482 Shares 1984 views

"L'Ultima Cena" di Leonardo da Vinci. Segreti e misteri

Per molti critici e storici di "L'Ultima Cena" di Leonardo da Vinci – la più grande opera. Questo murale misura 15 per 29 piedi, è stato creato tra 1495-1497 anni. L'artista eseguì sulla parete del refettorio del convento nel caso di Santa Maria delle Grazie di Milano. Anche nel momento in cui Leonardo stesso ha vissuto, questo lavoro è considerato il migliore e il più famoso. Secondo testimonianze scritte, il quadro già nei primi venti anni della sua esistenza è diventata acida. "L'ultima cena" Da Vinci è stato dipinto su intonaco asciutto un grande strato di tempera all'uovo. Sotto la composizione di vernice era schizzo, tracciato in rosso. murale cliente era Lodoviko Sfortsa – il duca di Milano.


"L'Ultima Cena" – immagine, che cattura il momento dell'annuncio di Gesù Cristo ai suoi discepoli che egli avrebbe tradito uno di loro. Oggetto della polemica è diventata più volte la persona degli apostoli, ma a giudicare dalla accessibile immagazzinate nella copie Lugano di dipinti iscrizioni, da sinistra a destra sono: Bartolomeo, Jr. James, Andrew, Giuda, Pietro, Giovanni, Tommaso, Sr. Giacomo, Filippo, Matteo, Taddeo, Simone Zelot. I critici ritengono che la composizione dovrebbe essere visto come un'interpretazione della comunione, perché Cristo entrambe le mani punti ad un tavolo con pane e vino.

A differenza di altri dipinti simili, "L'Ultima Cena" mostra la straordinaria diversità dei personaggi emozioni causate dal messaggio di Gesù. Nessun altra creatura basato sulla stessa trama, non può nemmeno essere confrontato con il capolavoro vicino Vinci. Quali sono i segreti del suo lavoro in artista famoso criptato?

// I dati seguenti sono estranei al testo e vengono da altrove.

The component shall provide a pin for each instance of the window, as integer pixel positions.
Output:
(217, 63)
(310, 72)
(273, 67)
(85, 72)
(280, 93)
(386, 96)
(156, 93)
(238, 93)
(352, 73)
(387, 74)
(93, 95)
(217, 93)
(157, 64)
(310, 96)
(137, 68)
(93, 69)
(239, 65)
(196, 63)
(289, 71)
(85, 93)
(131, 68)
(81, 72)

Gli autori di opere "L'apertura dei Templari" Lynn Picknett e Klayv Prins sostengono che l ' "Ultima Cena" è pieno di caratteri cifrati. In primo luogo, il diritto di Gesù (per lo spettatore a sinistra), a loro avviso, seduta non è John, e di una donna in un vestito, in contrasto con gli abiti di Cristo. Lo spazio tra di loro ricorda la lettera «V», mentre le figure stesse formano la lettera «M». In secondo luogo, essi credono che accanto all'immagine di Pietro nella foto si può vedere il tipo di mani con un coltello chiuso, che non può essere attribuita a nessuno dei personaggi. In terzo luogo, mostrato a sinistra di Gesù (per il diritto dello spettatore) Thomas con un dito alzato rivolge a Cristo, e che, secondo gli autori, un gesto tipico di Ioanna Krestitelya. Infine, in quarto luogo, v'è un'ipotesi che Taddeo, seduto con le spalle a Gesù – è un autoritratto di da Vinci.

Esaminiamo uno per uno. Infatti, se consideriamo da vicino l'immagine, si può vedere che siede alla destra di Cristo (per lo spettatore a sinistra) ha un tratti del carattere femminile. E ci sono un qualche tipo di circuiti di carico simbolici corpi formati «V» e lettera «M»? Principe e Piknett sostengono che tale collocazione delle figure contiene un'allusione al fatto che il personaggio con le caratteristiche femminili – è Mariya Magdalina, e non John. In questo caso la lettera «V» rappresenta il femminile. Un «M» significa solo il nome – Mariya Magdalina.

Per quanto riguarda il corpo privo di mani, poi con un attento esame di tutti gli stessi, è chiaro che essa appartiene a Pietro, ha appena torse, il che spiega la posizione insolita. A proposito di Thomas, che aveva alzato il dito indice in su come Giovanni Battista, è niente da dire. Controversie in questo senso possono continuare per molto tempo, e d'accordo o in disaccordo con tale ipotesi, decidere per te. Giuda Taddeo, come notato da Principe e Piknett, e la verità ha alcune somiglianze con di Leonardo da Vinci. In realtà, in molti dipinti dell'artista, dedicata a Cristo o della Sacra Famiglia, uno e lo stesso elemento può essere visto: almeno una delle figure viene riacceso al personaggio principale.

"L'ultima cena" è stato recentemente sottoposto a restauro che le ha permesso di conoscere molte cose interessanti. Ma il vero significato dei simboli dimenticati e messaggi segreti ancora chiaro, quindi siamo nati tutti i nuovi ipotesi e congetture. Chissà, forse questo è esattamente ciò che saremo in grado di imparare un po 'i disegni dei grandi maestri.